The latest Bloomberg Businessweek muses that conservatives who oppose the 2010 federal health care law ought to like at least one development that has emerged from the law’s implementation: the growth of interest in high-deductible health insurance plans.

When millions of uninsured Americans go shopping for health plans in the Obamacare marketplaces opening on Oct. 1, many are expected to choose high-deductible plans. These policies are often the cheapest available, but they come with a tradeoff: Patients pay low premiums in exchange for shouldering the cost of most care until they reach deductibles of $1,000 or more. It’s a model Democrats have long deplored and one that Republicans, who this summer voted to repeal the Affordable Care Act for the 40th time in the House, have spent two decades promoting.

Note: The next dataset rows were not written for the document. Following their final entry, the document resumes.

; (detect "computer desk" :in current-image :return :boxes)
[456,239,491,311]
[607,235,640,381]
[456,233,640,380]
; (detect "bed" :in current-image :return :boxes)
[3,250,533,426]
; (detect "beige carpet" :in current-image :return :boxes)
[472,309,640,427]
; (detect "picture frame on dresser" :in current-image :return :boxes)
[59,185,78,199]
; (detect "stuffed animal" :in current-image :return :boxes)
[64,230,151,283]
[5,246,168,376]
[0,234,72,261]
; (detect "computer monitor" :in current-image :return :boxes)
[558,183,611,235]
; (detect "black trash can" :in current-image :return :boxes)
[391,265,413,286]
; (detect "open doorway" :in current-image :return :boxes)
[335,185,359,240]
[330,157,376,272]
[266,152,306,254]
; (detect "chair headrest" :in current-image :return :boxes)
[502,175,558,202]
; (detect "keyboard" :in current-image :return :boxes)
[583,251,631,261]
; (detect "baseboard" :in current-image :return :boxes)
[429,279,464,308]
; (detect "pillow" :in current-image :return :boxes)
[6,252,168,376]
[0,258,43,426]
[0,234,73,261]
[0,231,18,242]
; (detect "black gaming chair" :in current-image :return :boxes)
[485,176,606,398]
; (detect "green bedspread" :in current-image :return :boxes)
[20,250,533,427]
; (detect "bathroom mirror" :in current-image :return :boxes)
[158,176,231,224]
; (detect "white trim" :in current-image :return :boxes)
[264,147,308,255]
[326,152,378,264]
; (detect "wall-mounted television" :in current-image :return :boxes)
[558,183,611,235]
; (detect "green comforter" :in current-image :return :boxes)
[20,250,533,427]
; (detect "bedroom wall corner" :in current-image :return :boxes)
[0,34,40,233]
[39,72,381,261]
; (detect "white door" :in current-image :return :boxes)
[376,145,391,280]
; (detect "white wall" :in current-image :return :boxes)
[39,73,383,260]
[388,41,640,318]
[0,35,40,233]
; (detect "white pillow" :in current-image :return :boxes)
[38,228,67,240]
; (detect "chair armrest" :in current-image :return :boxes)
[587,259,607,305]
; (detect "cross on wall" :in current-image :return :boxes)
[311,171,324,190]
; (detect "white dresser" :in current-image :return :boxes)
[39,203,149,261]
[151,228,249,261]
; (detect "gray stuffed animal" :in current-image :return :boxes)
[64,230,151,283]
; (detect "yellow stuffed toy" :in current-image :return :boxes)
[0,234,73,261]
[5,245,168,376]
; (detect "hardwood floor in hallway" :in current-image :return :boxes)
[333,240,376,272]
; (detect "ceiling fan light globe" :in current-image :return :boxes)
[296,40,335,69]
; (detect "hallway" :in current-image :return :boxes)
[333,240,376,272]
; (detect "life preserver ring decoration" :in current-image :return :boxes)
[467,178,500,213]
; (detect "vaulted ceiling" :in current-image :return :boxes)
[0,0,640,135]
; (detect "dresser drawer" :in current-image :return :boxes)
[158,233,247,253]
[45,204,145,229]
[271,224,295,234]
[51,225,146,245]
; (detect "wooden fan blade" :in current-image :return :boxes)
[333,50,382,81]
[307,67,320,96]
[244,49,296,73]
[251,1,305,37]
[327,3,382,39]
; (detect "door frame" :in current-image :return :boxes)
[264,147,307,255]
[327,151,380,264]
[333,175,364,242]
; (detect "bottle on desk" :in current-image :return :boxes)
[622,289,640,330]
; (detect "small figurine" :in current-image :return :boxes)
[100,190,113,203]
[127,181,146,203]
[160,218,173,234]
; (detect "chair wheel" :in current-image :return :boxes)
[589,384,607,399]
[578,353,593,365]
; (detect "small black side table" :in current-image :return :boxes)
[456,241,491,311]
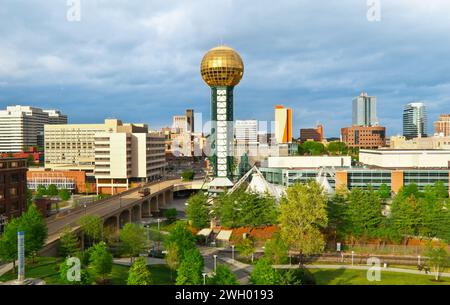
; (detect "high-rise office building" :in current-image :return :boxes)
[0,105,67,152]
[200,46,244,191]
[434,114,450,137]
[172,115,188,133]
[186,109,195,132]
[234,120,258,143]
[352,92,378,126]
[275,105,292,144]
[403,102,427,139]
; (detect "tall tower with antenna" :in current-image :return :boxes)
[200,45,244,188]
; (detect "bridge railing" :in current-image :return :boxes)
[46,178,170,224]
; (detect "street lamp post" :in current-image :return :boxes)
[213,254,217,273]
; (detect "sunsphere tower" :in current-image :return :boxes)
[200,46,244,188]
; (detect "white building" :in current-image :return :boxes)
[267,156,351,168]
[359,149,450,168]
[234,120,258,144]
[45,119,166,194]
[0,105,67,152]
[44,109,67,125]
[94,132,166,194]
[172,115,188,133]
[403,102,428,139]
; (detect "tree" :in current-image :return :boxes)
[127,257,152,285]
[299,141,325,156]
[35,185,47,198]
[278,268,316,285]
[213,189,279,228]
[327,192,351,242]
[79,215,103,246]
[280,180,328,256]
[250,258,281,285]
[58,189,70,201]
[181,169,195,181]
[425,242,450,281]
[164,208,178,223]
[391,194,421,236]
[119,223,147,262]
[59,227,79,257]
[164,222,196,262]
[208,264,239,285]
[377,183,391,200]
[0,218,20,272]
[166,242,180,279]
[264,233,289,265]
[19,204,48,261]
[59,256,92,285]
[327,141,347,155]
[176,248,204,285]
[236,238,255,257]
[89,242,113,282]
[47,184,58,196]
[345,188,383,239]
[186,192,210,229]
[27,189,33,209]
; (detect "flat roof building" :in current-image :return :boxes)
[0,105,67,152]
[341,126,386,148]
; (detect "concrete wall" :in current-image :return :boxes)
[268,156,351,168]
[359,149,450,168]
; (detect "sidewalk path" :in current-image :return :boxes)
[273,265,450,277]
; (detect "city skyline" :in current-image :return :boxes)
[0,1,450,137]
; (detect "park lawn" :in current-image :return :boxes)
[150,220,187,232]
[0,257,62,285]
[0,257,175,285]
[308,269,450,285]
[110,264,175,285]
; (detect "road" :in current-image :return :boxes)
[46,179,181,244]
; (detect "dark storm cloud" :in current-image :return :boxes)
[0,0,450,136]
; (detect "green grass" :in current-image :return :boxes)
[150,220,187,232]
[0,257,175,285]
[0,257,61,285]
[308,269,450,285]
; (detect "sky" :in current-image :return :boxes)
[0,0,450,137]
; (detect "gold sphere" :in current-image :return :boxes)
[200,46,244,87]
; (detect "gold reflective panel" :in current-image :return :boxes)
[200,46,244,87]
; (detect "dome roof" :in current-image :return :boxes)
[200,46,244,87]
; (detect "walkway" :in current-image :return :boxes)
[273,265,450,277]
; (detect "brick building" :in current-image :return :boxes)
[0,158,28,230]
[300,125,323,143]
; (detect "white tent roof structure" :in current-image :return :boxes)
[247,173,284,201]
[230,166,285,201]
[216,230,233,241]
[316,168,334,195]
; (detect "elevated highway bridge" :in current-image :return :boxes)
[41,179,207,255]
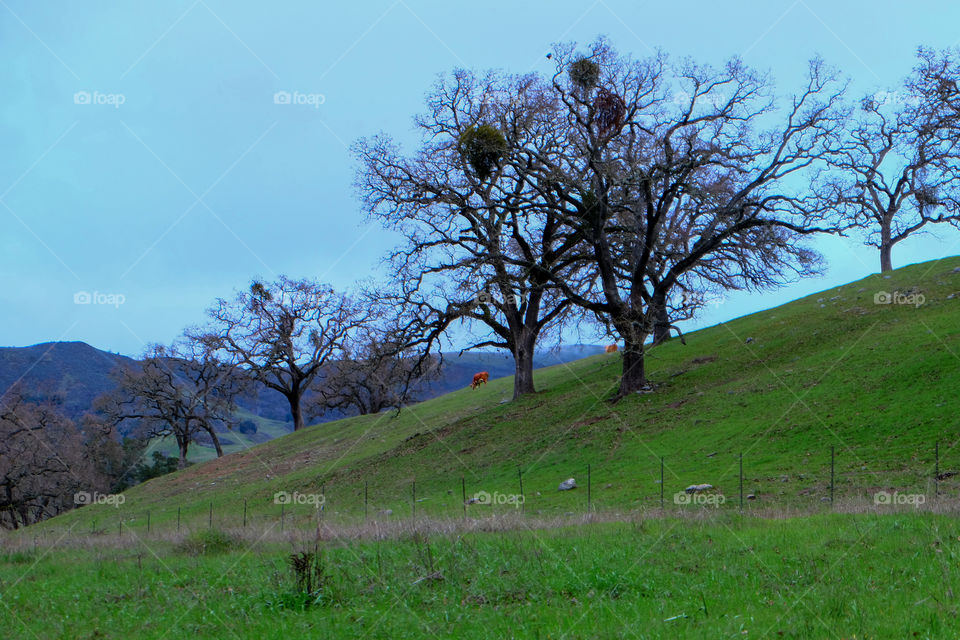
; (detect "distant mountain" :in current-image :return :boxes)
[0,342,133,420]
[0,342,603,442]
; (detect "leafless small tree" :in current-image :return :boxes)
[516,41,845,396]
[312,323,438,415]
[828,50,960,271]
[0,389,109,529]
[199,276,369,430]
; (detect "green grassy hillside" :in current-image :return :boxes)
[31,258,960,530]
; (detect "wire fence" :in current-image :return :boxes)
[37,442,960,537]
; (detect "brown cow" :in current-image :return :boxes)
[470,371,490,389]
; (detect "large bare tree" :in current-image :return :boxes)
[512,41,844,397]
[199,276,370,430]
[830,50,960,271]
[355,70,586,397]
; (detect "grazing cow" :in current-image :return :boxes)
[470,371,490,389]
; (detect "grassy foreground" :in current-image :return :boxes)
[0,512,960,640]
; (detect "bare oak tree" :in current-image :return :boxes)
[512,41,844,397]
[0,389,109,529]
[830,51,960,271]
[311,322,438,415]
[95,340,247,469]
[201,276,368,430]
[355,70,584,397]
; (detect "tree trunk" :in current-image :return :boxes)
[650,296,670,346]
[617,336,647,398]
[206,427,223,458]
[513,335,536,400]
[880,217,893,273]
[287,391,303,431]
[177,436,190,469]
[880,244,893,273]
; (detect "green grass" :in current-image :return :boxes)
[0,513,960,640]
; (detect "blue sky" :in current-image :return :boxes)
[0,0,960,355]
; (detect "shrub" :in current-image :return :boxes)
[176,529,242,556]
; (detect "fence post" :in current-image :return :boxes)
[933,440,940,499]
[517,467,526,513]
[830,445,835,506]
[587,464,593,513]
[660,456,663,509]
[740,451,743,511]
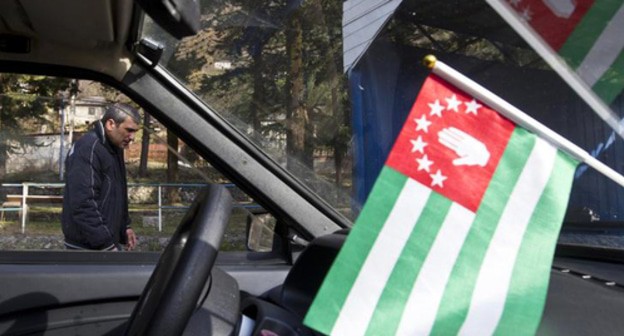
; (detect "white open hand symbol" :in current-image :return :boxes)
[438,127,490,167]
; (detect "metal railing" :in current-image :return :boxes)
[0,182,261,233]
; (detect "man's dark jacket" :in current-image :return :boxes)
[61,121,129,250]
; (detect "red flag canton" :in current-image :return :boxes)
[508,0,594,50]
[386,75,515,212]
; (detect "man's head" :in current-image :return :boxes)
[101,103,140,149]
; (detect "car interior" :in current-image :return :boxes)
[0,0,624,335]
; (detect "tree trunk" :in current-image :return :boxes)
[249,48,265,132]
[139,112,150,177]
[167,130,180,204]
[286,10,312,173]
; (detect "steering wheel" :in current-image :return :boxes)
[126,185,232,335]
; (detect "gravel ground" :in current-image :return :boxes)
[0,235,169,251]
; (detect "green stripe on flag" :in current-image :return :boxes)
[304,167,416,334]
[431,128,535,335]
[592,50,624,104]
[559,0,622,70]
[496,152,577,335]
[366,192,452,335]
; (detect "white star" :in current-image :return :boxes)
[444,95,461,112]
[464,99,482,115]
[416,154,433,173]
[410,135,427,154]
[520,6,533,22]
[429,169,448,188]
[427,99,444,117]
[414,114,431,133]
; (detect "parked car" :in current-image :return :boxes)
[0,0,624,335]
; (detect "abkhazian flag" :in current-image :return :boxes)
[304,74,578,335]
[488,0,624,104]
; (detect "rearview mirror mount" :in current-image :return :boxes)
[137,0,200,39]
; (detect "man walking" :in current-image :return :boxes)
[61,103,140,251]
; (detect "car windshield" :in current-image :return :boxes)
[142,0,624,246]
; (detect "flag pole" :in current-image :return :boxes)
[423,55,624,187]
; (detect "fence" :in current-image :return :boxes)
[0,182,260,233]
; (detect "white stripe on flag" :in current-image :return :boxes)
[331,178,431,335]
[459,138,557,335]
[576,6,624,86]
[396,203,475,335]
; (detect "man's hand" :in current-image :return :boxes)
[438,127,490,167]
[126,228,137,251]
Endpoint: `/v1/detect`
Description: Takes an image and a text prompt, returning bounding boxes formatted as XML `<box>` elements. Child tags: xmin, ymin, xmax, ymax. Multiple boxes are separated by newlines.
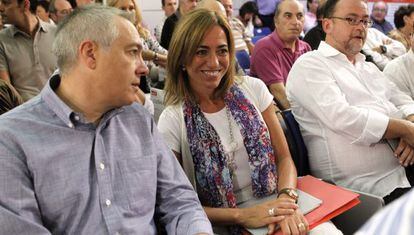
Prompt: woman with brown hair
<box><xmin>158</xmin><ymin>9</ymin><xmax>308</xmax><ymax>234</ymax></box>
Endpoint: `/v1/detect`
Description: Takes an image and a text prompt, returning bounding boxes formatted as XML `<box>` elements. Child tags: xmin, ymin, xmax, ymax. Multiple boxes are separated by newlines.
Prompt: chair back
<box><xmin>282</xmin><ymin>109</ymin><xmax>310</xmax><ymax>176</ymax></box>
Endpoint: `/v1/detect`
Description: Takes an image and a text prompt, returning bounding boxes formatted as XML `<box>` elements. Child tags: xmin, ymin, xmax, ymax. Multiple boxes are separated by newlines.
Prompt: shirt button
<box><xmin>105</xmin><ymin>199</ymin><xmax>111</xmax><ymax>206</ymax></box>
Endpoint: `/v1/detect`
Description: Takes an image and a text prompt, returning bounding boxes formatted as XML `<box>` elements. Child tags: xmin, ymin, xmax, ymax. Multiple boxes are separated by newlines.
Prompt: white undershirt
<box><xmin>203</xmin><ymin>108</ymin><xmax>251</xmax><ymax>193</ymax></box>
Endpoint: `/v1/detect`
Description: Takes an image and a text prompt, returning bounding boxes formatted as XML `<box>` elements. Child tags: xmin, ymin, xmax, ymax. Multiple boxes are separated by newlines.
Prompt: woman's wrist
<box><xmin>232</xmin><ymin>208</ymin><xmax>246</xmax><ymax>224</ymax></box>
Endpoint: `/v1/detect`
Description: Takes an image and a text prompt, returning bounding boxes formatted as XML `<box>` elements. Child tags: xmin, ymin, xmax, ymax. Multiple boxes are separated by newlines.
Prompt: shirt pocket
<box><xmin>117</xmin><ymin>155</ymin><xmax>157</xmax><ymax>215</ymax></box>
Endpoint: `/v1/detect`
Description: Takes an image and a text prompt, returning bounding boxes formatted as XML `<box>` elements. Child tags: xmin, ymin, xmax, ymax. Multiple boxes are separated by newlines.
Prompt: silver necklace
<box><xmin>225</xmin><ymin>105</ymin><xmax>238</xmax><ymax>175</ymax></box>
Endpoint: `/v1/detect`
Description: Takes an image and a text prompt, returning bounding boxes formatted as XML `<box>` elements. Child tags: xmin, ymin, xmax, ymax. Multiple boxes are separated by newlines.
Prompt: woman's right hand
<box><xmin>239</xmin><ymin>198</ymin><xmax>298</xmax><ymax>228</ymax></box>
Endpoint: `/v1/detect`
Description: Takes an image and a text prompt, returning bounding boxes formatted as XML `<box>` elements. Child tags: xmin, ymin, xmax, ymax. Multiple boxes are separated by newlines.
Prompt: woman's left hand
<box><xmin>267</xmin><ymin>209</ymin><xmax>309</xmax><ymax>235</ymax></box>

As Democrats pushed for universal health care during the Clinton years, Republicans argued that consumers should pay a greater share of their medical bills. In 1996 the GOP-controlled Congress passed legislation allowing some people to pair high-deductible plans—which barely existed—with tax-free health savings accounts. That meant that small business owners and their employees, as well as others with limited insurance options, could put away pretax earnings to pay for routine care and buy cheap insurance to cover catastrophes. In 2003 Congress, still under GOP control, passed legislation making health accounts more widely available. Many companies have since latched on to high-deductible plans as a way to keep premiums under control. Today, one in five workers is covered by such policies, up from 4 percent in 2006, according to a new Kaiser Family Foundation study of more than 2,000 employers.

Obamacare is likely to make high-deductible policies more common.

The John Locke Foundation has discussed the benefits of health savings accounts tied to high-deductible insurance policies. An even better option: A consumer-driven health care model.